Anyway, back to the Fregosi thing, I am willing to bet that if you looked at reliever usage in terms of one-year IP or pitches thrown, you will NOT find a significant cause/effect relationship with respect to performance the next year. Of course you have to control for selective sampling. Here is what generally takes place which gives the illusion that Fregosi is right. This is simplifying things of course, but it helps to do that to explain the phenonmenon.
Say all your relievers were “true” 4.50 ERA pitchers. That is their true talent level, like for a fair coin it is .5 heads or tails. Whatever you see in any time period, like flipping a coin x number of times, is merely a random sample of that 4.50 ERA, and can be just about anything, but obviously tends to be around 4.50 and will approach exactly 4.50 the larger the sample of pitching (in IP or whatever).
In year X, half of those pitchers will pitch “badly” and have an ERA above 4.50 and half will pitch well with an ERA below 4.50. Since we are specifying that whenever they pitch, their true ERA’s are 4.50, the bad and good pitching is, be definition, bad and good pitching luck. Presumably, the pitchers having good luck will get more playing time and the ones having bad luck will get less playing time. The good luck pitchers may average an ERA of 4.00 and the bad luck ones, 5.00. What happens next year?
In year X+1, all the pitchers will average 4.50 ERA of course and the fluctuations (luck) will be randomly distributed among the pitchers and within the two groups that were lucky or unlucky last year. The previously lucky group will average 4.50 in year X+1 and so will the unlucky group.
So, the data will look something like this:
Year X ERA/IP Year X+1 ERA/IP
5.00/60 (100 pitchers) 4.50/75 (same 100 pitchers)
4.00/90 (100 pitchers) 4.50/75 (same 100 pitchers)
In reality the numbers would be more like this, since not all pitchers are true 4.50 pitchers of course.
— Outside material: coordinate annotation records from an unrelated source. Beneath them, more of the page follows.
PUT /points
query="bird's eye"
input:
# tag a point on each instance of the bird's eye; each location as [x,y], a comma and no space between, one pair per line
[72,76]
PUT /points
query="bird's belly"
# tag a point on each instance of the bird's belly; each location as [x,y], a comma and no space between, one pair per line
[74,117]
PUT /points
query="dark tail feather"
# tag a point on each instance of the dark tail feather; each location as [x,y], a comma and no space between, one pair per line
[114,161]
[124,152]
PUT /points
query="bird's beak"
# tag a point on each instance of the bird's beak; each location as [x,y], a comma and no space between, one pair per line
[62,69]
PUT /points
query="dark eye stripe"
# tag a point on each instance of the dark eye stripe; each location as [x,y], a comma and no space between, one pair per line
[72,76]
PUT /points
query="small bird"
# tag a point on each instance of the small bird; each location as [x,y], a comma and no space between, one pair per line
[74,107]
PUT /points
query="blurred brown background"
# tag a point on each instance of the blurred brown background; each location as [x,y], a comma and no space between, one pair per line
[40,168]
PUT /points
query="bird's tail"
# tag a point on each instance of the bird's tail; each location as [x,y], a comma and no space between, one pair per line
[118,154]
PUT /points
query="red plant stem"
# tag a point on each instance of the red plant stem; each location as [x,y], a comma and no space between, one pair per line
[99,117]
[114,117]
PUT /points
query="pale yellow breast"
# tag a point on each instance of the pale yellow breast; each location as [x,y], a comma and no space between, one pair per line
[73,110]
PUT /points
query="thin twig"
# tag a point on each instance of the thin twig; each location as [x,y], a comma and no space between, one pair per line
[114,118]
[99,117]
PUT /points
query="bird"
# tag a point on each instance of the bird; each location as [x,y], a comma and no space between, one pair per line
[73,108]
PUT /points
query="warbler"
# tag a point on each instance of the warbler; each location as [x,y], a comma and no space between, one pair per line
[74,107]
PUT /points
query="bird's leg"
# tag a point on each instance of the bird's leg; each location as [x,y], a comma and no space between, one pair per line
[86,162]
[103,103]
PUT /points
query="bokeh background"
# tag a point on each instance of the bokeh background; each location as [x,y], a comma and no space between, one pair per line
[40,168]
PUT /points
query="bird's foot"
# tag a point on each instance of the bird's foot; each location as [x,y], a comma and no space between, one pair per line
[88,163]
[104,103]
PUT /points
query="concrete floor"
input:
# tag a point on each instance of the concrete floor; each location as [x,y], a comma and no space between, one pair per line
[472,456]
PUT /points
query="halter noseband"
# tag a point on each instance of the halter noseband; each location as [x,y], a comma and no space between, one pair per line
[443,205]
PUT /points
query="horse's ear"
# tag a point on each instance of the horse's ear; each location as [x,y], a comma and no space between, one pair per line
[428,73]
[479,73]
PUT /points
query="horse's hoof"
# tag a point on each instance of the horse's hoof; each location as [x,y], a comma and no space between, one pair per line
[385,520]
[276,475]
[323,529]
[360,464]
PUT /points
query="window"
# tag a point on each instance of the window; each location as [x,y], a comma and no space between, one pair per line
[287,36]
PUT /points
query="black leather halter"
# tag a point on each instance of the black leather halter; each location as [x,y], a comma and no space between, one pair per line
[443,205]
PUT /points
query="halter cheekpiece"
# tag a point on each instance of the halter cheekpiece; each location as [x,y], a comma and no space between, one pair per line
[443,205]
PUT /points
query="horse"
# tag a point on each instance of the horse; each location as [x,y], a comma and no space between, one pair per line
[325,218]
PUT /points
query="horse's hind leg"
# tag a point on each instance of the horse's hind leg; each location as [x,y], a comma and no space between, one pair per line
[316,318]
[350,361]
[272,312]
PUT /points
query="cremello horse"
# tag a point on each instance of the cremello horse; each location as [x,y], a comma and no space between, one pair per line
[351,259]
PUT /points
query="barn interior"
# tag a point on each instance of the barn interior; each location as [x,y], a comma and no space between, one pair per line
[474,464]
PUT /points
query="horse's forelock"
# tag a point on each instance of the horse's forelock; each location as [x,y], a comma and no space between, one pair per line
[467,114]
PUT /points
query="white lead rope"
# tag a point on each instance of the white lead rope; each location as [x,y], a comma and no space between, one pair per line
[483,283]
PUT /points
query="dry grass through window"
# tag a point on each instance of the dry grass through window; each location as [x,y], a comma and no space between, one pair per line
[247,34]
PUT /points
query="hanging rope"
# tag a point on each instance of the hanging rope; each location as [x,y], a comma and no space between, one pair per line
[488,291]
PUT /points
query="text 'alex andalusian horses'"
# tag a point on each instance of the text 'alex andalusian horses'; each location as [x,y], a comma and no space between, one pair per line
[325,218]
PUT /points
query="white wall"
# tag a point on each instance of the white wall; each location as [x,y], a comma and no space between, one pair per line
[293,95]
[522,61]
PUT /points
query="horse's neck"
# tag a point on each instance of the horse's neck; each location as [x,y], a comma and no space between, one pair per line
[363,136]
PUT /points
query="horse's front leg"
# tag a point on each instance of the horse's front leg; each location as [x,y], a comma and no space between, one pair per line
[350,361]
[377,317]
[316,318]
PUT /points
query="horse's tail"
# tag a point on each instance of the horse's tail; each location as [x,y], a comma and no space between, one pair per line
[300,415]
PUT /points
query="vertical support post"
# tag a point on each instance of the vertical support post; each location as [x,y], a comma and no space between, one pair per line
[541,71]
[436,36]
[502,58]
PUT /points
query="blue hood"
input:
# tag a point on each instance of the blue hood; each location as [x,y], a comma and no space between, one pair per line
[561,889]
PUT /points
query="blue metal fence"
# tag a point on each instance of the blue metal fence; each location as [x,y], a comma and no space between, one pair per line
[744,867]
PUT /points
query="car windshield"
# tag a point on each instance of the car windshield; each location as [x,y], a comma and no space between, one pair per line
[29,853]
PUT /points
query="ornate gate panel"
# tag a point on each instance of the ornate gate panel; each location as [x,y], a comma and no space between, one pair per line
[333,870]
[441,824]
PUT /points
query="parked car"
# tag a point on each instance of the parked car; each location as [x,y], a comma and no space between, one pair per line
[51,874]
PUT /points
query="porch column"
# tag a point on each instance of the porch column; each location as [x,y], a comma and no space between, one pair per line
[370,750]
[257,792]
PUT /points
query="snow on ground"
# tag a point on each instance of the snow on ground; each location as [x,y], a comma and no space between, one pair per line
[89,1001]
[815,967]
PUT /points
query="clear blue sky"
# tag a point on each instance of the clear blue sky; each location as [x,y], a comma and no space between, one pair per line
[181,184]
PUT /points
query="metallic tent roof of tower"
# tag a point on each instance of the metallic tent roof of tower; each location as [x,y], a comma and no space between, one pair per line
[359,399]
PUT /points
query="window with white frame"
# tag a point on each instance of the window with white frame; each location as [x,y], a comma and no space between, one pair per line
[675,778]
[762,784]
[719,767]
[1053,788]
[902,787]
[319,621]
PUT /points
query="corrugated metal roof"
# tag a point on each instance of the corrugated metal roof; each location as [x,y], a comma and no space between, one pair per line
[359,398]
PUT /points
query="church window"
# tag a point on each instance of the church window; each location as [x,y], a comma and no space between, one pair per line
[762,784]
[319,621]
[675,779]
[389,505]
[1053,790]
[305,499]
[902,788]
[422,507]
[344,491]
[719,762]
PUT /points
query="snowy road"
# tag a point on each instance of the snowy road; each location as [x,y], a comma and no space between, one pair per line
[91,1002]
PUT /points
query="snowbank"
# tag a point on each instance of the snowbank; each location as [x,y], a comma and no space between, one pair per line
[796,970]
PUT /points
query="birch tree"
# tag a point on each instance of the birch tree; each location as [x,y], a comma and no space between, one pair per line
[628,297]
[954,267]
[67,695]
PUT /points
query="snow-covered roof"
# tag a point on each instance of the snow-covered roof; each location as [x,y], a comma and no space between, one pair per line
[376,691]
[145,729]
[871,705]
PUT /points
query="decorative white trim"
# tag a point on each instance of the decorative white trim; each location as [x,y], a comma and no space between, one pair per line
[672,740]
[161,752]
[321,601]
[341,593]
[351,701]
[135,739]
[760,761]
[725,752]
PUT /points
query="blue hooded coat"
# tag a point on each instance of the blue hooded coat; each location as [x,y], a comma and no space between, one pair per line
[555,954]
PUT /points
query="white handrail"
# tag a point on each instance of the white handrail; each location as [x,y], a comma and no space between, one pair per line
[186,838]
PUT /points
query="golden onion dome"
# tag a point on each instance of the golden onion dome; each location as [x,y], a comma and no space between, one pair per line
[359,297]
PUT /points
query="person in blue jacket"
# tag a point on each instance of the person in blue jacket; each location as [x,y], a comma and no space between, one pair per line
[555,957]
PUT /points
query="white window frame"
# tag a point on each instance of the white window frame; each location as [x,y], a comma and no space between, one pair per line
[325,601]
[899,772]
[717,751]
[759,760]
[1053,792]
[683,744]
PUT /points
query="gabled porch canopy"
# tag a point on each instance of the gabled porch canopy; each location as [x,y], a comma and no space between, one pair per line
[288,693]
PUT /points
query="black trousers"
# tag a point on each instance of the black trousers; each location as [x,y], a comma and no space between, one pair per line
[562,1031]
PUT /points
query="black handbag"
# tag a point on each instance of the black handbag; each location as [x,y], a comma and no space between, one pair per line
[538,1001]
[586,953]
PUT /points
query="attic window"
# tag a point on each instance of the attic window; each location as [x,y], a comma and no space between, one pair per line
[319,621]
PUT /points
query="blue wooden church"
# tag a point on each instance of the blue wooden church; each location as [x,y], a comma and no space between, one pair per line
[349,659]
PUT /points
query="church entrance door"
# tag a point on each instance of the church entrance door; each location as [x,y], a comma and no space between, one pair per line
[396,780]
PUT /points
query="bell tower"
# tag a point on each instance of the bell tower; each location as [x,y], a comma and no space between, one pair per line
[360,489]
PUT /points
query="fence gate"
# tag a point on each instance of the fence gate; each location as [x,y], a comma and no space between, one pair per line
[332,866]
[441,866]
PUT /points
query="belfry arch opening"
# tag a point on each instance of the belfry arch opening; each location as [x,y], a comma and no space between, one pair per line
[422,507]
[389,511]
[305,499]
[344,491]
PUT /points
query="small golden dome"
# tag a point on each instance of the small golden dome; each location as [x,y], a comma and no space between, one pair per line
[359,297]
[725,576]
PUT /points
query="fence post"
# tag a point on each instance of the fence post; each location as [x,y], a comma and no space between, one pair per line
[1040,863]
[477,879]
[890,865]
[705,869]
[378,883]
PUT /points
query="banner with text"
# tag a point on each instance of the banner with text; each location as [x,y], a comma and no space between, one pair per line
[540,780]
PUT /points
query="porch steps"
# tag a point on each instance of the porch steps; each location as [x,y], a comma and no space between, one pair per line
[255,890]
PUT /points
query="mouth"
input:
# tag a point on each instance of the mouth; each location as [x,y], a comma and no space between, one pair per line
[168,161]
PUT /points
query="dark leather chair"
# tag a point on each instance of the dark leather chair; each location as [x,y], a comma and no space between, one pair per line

But the results are still the same.
Year X ERA/IP Year X+1 ERA/IP
5.50/60 (100 pitchers) 5.00/75 (same 100 pitchers)
3.50/90 (100 pitchers) 4.00/75 (same 100 pitchers)
(The pitchers who pitched badly in year X are indeed worse pitchers who also got unlucky and the ones who pitched well in year X are better pitchers who also got lucky.)
(Numbers for illustration purposes only.)
This is EXACTLY what happens every year in baseball. Not as simplified as that, but pretty much the same, more or less. To the unenlightened eye, it looks like pitchers who pitch more innings will get a lot worse and pitchers who pitch fewer innings will get much better, but that is an illusion because of selective sampling and regression toward the mean.
It is like the A/F fighter pilots in training. The pilots who did badly on a mission were scolded and the ones who did well were praised. The next mission, the pilots who did badly the first time, did a lot better and the ones who did well, did worse. The A/F brass concluded that scolding was better than praising as a training style. Of course, the subsequent results had little to do with the training method, but was simply regression toward the mean. (If I got that story a little wrong, I apologize, as it is from memory.)